Western blot analysis of Erk1/2 phosphorylation in untreated wild-type and pen/lgl2 larvae (A), larvae treated with PD168393 (B) and larvae treated with SU5402 (C). DIC images of wild-type (D) and pen/lgl2 mutant (E) treated with the ErbB inhibitor PD168393 and genotyped. The pan 1–8 cytokeratin antibody staining (F–H), anti E-cad staining (I–K), anti BrdU antibody staining (L–N) and in situ hybridization staining for mmp9 (O–Q) of the epidermis of wild-type (F, I, L, O) pen/lgl2 mutant (G, J, M, P) and mutant larvae treated with PD168393 (H, K, N, Q).
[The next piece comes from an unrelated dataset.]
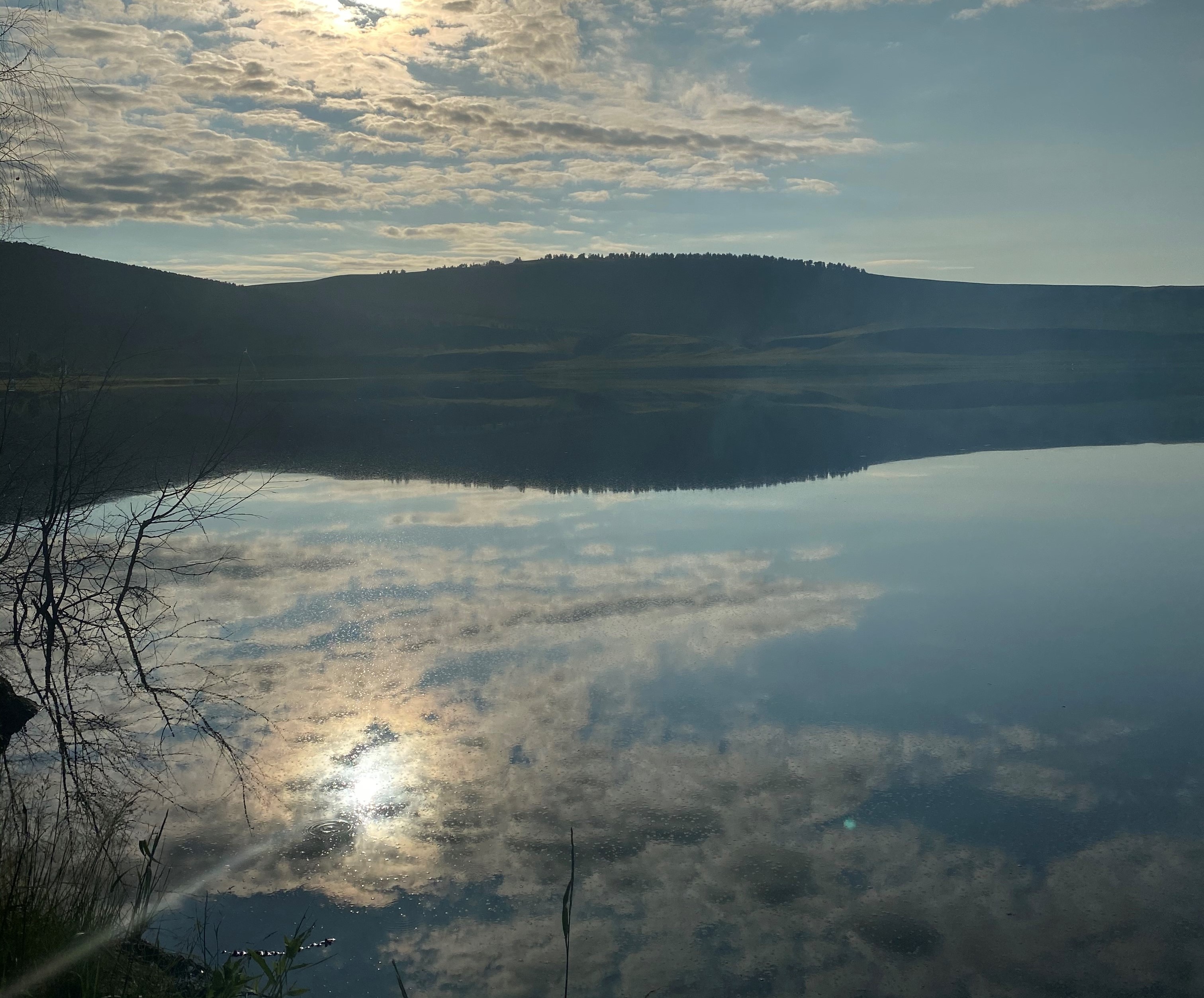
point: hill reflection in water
(923, 730)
In comparison to wild-type larvae (A, left lane, 44kD) Erk shows higher level of phosphorylation in pen/lgl2 mutant larvae (A, right lane 44kD). The levels of Erk phosphorylation are equal in the mutants treated with PD168393 (B) but not with SU5402 (C). The α-Tubulin levels (55kD) are indicative of equal protein loading. The epidermal cell morphology, E-cad localization, cell proliferation and mmp9 expression in pen/lgl2 larvae, treated with PD168393 (H, K, N, Q) appears similar to wild-type larvae (F, I, L, O) than the untreated mutant larvae (G, J, M, P). Note that PD168393 treated (rescued) larvae were genotyped to confirm their genotypes.